Seeing Machines fell into loss in the second half of its financial year after reporting a profit in the fist half.

Seeing Machines designs integrated software and digital camera technology that tracks facial movement and reactions. The main source of revenues comes from supplying devices fitted in vehicles to assess driver distraction and drowsiness. Even so, the contract with Dycom Industries has not generated revenues at the pace originally expected. There is still some way to go in the roll-out across its fleet of vehicles.

Seeing Machines went from a profit of A$327,000 in 2007-08 to a loss of A$5.61m in the year to June 2009, although that includes a net write-off of development costs of A$5.04m. This means that there are no capitalised development costs on the balance sheet.

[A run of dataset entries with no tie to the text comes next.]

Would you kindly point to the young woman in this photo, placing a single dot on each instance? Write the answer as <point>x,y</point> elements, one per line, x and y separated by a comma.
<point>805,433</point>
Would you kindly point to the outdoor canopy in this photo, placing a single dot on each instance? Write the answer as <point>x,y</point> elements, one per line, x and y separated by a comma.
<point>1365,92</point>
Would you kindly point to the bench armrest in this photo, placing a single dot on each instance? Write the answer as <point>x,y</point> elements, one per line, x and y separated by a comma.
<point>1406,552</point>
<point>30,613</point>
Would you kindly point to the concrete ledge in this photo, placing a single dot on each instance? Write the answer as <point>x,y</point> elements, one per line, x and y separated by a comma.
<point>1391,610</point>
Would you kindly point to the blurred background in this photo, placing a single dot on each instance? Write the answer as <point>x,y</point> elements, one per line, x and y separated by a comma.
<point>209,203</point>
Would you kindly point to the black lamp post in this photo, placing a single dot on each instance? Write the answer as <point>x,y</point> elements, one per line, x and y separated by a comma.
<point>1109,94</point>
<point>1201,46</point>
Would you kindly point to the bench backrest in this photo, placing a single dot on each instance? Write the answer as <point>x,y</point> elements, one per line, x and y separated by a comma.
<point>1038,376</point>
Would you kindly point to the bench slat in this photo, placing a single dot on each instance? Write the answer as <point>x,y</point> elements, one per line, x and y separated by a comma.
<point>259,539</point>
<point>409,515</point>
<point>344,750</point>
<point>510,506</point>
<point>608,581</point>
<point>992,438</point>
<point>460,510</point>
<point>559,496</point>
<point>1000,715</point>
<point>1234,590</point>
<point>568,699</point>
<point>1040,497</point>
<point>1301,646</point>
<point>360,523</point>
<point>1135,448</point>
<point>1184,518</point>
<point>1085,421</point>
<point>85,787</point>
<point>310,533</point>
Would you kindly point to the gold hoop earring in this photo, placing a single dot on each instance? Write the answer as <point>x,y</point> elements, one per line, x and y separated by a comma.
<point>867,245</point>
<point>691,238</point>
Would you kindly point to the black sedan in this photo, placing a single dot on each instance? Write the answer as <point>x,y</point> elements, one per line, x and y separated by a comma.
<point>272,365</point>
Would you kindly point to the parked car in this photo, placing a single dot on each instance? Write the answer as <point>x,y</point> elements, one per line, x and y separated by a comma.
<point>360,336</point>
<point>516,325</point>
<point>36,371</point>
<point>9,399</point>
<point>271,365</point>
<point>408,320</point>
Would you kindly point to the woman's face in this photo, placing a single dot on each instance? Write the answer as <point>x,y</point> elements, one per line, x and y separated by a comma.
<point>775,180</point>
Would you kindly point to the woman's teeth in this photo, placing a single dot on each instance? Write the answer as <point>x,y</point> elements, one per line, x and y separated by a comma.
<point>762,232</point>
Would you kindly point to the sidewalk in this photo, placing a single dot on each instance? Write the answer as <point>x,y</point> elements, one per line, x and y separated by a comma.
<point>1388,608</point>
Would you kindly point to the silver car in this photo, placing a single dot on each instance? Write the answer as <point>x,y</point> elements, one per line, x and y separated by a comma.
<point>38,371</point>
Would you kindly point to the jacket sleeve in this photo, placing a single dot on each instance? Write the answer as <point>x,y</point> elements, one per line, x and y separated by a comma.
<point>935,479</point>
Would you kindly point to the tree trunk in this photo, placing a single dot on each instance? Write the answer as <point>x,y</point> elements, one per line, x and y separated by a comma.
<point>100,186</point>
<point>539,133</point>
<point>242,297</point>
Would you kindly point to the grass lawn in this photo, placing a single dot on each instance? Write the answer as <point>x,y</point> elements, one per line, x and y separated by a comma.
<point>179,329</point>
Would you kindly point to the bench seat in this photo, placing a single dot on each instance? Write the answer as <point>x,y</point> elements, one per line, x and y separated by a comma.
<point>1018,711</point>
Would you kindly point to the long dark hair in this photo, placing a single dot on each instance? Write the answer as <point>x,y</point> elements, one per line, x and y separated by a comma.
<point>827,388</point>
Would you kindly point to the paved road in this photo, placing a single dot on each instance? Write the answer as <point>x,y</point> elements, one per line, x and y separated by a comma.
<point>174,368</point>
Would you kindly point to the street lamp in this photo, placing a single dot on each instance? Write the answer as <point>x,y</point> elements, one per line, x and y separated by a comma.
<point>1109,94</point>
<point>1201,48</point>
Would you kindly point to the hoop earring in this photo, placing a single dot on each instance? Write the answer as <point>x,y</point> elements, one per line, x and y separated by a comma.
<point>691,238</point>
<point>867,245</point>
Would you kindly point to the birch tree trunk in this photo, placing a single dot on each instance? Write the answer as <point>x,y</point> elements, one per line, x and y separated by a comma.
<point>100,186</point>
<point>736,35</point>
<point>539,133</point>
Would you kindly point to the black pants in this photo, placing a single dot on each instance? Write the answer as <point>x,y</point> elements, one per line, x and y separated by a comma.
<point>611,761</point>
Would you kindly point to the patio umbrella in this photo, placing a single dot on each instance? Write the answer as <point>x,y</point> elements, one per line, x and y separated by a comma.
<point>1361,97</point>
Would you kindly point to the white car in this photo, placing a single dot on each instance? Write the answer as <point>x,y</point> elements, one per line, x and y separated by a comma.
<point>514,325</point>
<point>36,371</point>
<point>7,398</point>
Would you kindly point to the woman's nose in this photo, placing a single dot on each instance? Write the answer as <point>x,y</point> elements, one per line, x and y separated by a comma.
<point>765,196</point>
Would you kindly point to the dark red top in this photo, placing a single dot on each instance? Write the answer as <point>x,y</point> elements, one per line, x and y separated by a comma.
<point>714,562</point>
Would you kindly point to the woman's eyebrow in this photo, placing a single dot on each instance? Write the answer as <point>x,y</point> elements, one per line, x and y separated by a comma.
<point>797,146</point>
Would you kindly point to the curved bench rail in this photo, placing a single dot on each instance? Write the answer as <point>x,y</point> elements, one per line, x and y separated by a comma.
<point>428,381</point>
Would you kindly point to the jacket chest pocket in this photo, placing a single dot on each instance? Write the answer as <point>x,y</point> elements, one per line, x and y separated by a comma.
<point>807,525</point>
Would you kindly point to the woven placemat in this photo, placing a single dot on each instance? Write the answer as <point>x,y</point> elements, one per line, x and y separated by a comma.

The TrueField Analyzer is launching later this year. It is designed to detect glaucoma. Seeing Machines is talking to global distribution partners. 

Seeing Machines recently appointed Daniel Stewart as its broker. The new house broker forecasts a profit of A$700,000 in the year to June 2010. This assumes at least one new vehicle fleet contract. That puts the shares on 17 times forecast earnings for 2009-10.

Net cash was $679,000 at the end of June 2009. Management believes it has enough cash for the company’s needs. If it meets forecasts the cash pile should be higher at the end of June 2010.

At 2p a share, Seeing Machines is valued at £6.24m.